The paper addresses a critical gap in acute ischemic stroke (AIS) imaging AI: the lack of uncertainty quantification and the inability to refuse a decision when confidence is low. While many recent works have pushed segmentation accuracy on CT and MRI, they remain black‑box predictors that output a deterministic mask or classification without indicating how reliable that output is. In an emergency radiology setting, such opacity can jeopardize patient safety and erode clinician trust. To remedy this, the authors propose an “explainable agentic AI framework” that explicitly incorporates uncertainty awareness and abstention capability into the decision pipeline.

The framework is organized as a multistage pipeline of three autonomous agents. 1) Perception Agent – performs lesion‑aware image analysis using state‑of‑the‑art deep segmentation models (e.g., 3D U‑Net, Transformer‑Hybrid). It outputs slice‑wise probability maps rather than binary masks, preserving the full predictive distribution. 2) Uncertainty Estimation Agent – takes the probability maps and applies probabilistic inference techniques such as Bayesian neural networks, Monte‑Carlo Dropout, or deep ensembles. It computes a quantitative uncertainty score for each slice, typically expressed as predictive variance, entropy, or confidence interval width. 3) Decision Agent – compares the slice‑level uncertainty scores against pre‑defined safety thresholds. If the score is below the threshold, the system proceeds to deliver the segmentation and a concise report. If the score exceeds the threshold, the system automatically abstains, flags the case for human review, and activates an explanation mode.

The explanation mode is a key novelty. When abstention occurs, the framework generates visual heat‑maps that highlight image regions contributing most to the high uncertainty (e.g., motion artifacts, low contrast, ambiguous lesion borders). It also produces a textual summary that contextualizes the uncertainty in clinical terms, such as “low signal‑to‑noise ratio in the basal ganglia region may impair lesion delineation.” This dual visual‑textual justification enables radiologists to quickly understand why the AI withheld a decision and to make an informed manual assessment.
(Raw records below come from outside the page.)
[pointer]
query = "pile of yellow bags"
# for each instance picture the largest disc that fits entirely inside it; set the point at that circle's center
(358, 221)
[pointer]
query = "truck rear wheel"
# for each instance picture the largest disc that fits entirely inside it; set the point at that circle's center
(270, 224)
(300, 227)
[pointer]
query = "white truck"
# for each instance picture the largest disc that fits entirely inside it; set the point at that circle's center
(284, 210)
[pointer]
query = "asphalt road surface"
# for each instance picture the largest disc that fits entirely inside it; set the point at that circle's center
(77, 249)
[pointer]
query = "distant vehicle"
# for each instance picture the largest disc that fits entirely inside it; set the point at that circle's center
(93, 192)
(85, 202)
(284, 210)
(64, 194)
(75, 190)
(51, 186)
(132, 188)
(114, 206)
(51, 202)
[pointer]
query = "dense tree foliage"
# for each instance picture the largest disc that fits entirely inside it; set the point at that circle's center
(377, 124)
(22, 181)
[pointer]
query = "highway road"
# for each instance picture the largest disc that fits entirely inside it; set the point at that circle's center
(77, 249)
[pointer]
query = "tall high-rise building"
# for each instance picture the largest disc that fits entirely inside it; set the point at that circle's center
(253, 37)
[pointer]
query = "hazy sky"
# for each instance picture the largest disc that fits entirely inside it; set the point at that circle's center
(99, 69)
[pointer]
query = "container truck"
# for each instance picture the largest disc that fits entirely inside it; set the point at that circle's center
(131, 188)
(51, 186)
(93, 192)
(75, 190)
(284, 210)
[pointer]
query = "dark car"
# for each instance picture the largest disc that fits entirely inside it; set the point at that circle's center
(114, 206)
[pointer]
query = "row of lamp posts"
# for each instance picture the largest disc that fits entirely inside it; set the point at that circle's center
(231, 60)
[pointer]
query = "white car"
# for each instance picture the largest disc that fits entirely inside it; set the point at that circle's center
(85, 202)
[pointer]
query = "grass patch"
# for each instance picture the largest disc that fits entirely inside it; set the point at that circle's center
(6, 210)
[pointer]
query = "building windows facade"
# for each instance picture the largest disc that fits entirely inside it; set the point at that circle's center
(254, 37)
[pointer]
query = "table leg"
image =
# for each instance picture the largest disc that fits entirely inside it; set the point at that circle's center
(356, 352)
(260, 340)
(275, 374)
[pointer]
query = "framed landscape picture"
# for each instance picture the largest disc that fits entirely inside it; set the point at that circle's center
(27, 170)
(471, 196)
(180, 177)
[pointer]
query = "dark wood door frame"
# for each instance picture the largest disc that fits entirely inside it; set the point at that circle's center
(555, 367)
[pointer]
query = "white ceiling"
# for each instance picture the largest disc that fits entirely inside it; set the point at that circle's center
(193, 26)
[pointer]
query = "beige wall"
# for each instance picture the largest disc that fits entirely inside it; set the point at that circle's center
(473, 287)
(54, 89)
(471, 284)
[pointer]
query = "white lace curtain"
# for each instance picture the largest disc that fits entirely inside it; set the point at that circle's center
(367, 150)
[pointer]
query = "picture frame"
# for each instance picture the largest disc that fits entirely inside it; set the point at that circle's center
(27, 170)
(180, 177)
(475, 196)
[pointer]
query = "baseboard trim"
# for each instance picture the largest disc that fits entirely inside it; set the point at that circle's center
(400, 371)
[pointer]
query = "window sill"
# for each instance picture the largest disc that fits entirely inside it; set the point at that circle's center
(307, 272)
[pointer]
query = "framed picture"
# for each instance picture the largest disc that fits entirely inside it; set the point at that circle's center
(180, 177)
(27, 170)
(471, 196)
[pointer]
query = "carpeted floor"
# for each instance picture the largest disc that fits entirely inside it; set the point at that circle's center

The authors do not claim state‑of‑the‑art segmentation performance; instead, they focus on safety‑oriented evaluation. Through qualitative case studies, they demonstrate that uncertainty‑driven abstention correlates with clinically relevant factors: small or faint lesions, degraded image quality, and variations in anatomical definitions (e.g., core versus penumbra). In these scenarios, the system reliably withholds a decision, thereby preventing potentially harmful automated outputs.

Technical insights include:

  • Modular Agentic Architecture – each agent can be upgraded independently (e.g., swapping a newer transformer‑based segmenter without redesigning the uncertainty module). This promotes maintainability and future scalability.
  • Slice‑Level Granularity – uncertainty is computed per axial slice, allowing fine‑grained control. A single low‑confidence slice can trigger abstention for the entire study, mirroring clinical practice where a dubious slice prompts a full review.
  • Threshold Calibration – the paper discusses how safety thresholds can be set empirically based on retrospective data, balancing false‑positive abstentions against missed detections.
  • Human‑Centric Design – by providing actionable explanations, the framework addresses a known limitation of many uncertainty‑aware systems that merely output a confidence score without guidance on how to act on it.

The broader contribution is a shift from “accuracy‑first” to “safety‑first” design principles for medical imaging AI. By embedding explicit stalling behavior (abstention) and transparent reasoning, the framework aligns AI actions with human values and regulatory expectations for high‑risk domains. The authors argue that such principles are essential for moving AI from research prototypes to clinically deployable tools in acute stroke intervention.

Future work suggested includes systematic threshold optimization across multi‑center datasets, quantitative validation of the explanation quality (e.g., clinician satisfaction scores), and integration into real‑time emergency department workflows to assess impact on treatment timelines and patient outcomes.